The cell line, now known as HeLa cells, allowed scientists to experiment with and create life-saving drugs, including the polio vaccine, in vitro fertilization, and gene mapping, in addition to helping to advance cancer and AIDS research.
“In honor of Henrietta Lacks, the WHO recognizes the importance of taking into account the scientific injustices of the past and advancing racial equity in health and science,” said Director-General Dr. Tedros Adhanom Ghebreyesus, in a statement. “It’s also an opportunity to recognize women, especially women of color, who have made incredible but often invisible contributions to medical science.”
Several of Lacks ’grandchildren, great-grandchildren and other grandchildren attended the award ceremony at the WHO office in Geneva. His 87-year-old son, Lawrence Lacks, Sr., accepted the award on his behalf.
“We are moved to receive this historic recognition from my mother, Henrietta Lacks, in honor of who she was a remarkable woman and the lasting impact of her HeLa cells. My mother’s contributions, once hidden, are now being legitimately honored for its global impact, “Lawrence Lacks said in a statement.
“My mother was a pioneer in life, she returned to her community, she helped others live better and cared for others,” she added. “In death he continues to help the world. His legacy remains in us and we thank you for saying his name: Henrietta Lacks.”
The family is suing a biotech company for unauthorized use of their cells
At the time of the Lacks procedure, taking cells from people without their consent was not against the protocols.
The lawsuit alleges that Thermo Fisher Scientific is knowingly benefiting from the “illegal conduct” of Johns Hopkins doctors and that its “ill-gotten gains legitimately belong to Ms. Lacks’ Estate.”
He argues that the company “makes a conscious decision to sell and mass-produce the living fabric of Henrietta Lacks, a black woman, grandmother and community leader, despite the corporation’s knowledge that Mrs.
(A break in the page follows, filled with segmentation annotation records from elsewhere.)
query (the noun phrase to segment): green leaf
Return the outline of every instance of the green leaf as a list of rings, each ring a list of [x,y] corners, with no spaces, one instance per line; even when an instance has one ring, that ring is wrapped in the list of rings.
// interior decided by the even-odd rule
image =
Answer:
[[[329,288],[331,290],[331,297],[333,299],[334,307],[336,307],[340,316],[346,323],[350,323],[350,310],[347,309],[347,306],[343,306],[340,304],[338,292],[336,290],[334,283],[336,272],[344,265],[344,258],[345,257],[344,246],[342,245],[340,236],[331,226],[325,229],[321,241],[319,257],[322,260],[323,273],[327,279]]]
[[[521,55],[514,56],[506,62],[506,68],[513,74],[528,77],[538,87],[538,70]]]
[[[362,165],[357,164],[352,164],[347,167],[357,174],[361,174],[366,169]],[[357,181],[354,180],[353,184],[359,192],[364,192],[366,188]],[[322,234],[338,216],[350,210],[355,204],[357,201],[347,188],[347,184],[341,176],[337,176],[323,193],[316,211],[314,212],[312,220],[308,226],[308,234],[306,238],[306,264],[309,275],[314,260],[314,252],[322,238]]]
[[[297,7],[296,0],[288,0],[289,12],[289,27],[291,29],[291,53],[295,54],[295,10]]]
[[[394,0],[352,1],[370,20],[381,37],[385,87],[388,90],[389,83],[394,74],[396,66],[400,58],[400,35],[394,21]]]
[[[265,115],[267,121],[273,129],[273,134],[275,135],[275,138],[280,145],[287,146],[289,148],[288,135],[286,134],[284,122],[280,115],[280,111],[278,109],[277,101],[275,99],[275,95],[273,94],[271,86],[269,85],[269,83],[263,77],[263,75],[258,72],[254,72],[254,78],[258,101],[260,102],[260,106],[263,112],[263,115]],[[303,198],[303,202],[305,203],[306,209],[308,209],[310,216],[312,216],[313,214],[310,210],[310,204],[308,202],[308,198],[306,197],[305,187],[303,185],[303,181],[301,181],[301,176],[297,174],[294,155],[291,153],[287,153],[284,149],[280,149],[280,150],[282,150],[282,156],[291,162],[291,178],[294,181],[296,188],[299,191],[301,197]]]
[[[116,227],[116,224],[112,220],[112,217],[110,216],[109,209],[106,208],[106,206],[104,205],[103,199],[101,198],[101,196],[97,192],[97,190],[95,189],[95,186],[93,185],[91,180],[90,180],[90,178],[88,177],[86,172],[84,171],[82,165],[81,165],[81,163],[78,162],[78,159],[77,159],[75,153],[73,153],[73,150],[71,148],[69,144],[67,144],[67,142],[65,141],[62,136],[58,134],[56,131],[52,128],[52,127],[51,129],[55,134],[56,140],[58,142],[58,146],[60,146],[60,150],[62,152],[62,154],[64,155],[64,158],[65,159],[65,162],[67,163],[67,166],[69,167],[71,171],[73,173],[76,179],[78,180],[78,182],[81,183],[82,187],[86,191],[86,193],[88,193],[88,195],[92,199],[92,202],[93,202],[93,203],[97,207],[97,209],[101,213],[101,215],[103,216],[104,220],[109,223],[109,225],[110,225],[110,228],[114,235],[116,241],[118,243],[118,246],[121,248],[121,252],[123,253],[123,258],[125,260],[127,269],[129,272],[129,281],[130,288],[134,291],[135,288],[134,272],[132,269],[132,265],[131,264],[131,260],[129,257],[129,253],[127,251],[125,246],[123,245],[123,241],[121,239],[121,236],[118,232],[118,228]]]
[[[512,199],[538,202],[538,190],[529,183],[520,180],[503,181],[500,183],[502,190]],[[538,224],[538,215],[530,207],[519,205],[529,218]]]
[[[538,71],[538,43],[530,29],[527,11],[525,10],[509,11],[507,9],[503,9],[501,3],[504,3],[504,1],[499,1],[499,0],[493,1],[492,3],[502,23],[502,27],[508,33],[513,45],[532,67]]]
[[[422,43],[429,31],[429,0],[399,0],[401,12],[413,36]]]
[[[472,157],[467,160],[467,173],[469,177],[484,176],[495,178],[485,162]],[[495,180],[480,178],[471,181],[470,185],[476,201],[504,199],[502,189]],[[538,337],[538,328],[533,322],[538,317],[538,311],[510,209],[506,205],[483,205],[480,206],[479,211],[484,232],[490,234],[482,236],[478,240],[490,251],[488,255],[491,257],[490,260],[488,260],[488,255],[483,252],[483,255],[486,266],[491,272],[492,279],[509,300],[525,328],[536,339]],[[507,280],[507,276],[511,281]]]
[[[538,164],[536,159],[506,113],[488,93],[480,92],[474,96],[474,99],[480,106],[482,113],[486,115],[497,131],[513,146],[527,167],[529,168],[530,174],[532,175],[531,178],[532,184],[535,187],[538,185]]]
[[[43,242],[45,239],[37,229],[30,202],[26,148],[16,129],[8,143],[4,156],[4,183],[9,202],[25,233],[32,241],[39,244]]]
Lacks’ fabric went to her. removed without their consent.by Johns Hopkins Hospital doctors and an unjust racial medical system. “
The lawsuit states that with this widespread recognition, Thermo Fisher Scientific cannot say it was unaware of the history of its products containing HeLa cells and points to a page on the company’s website acknowledging that the cells were taken without Lacks’ consent. Depending on demand, there are at least 12 products marketed by Thermo Fisher that include the HeLa cell line.
Thermo Fisher Scientific generates annual revenues of approximately $ 35 billion, according to its website. CNN has contacted the company to comment.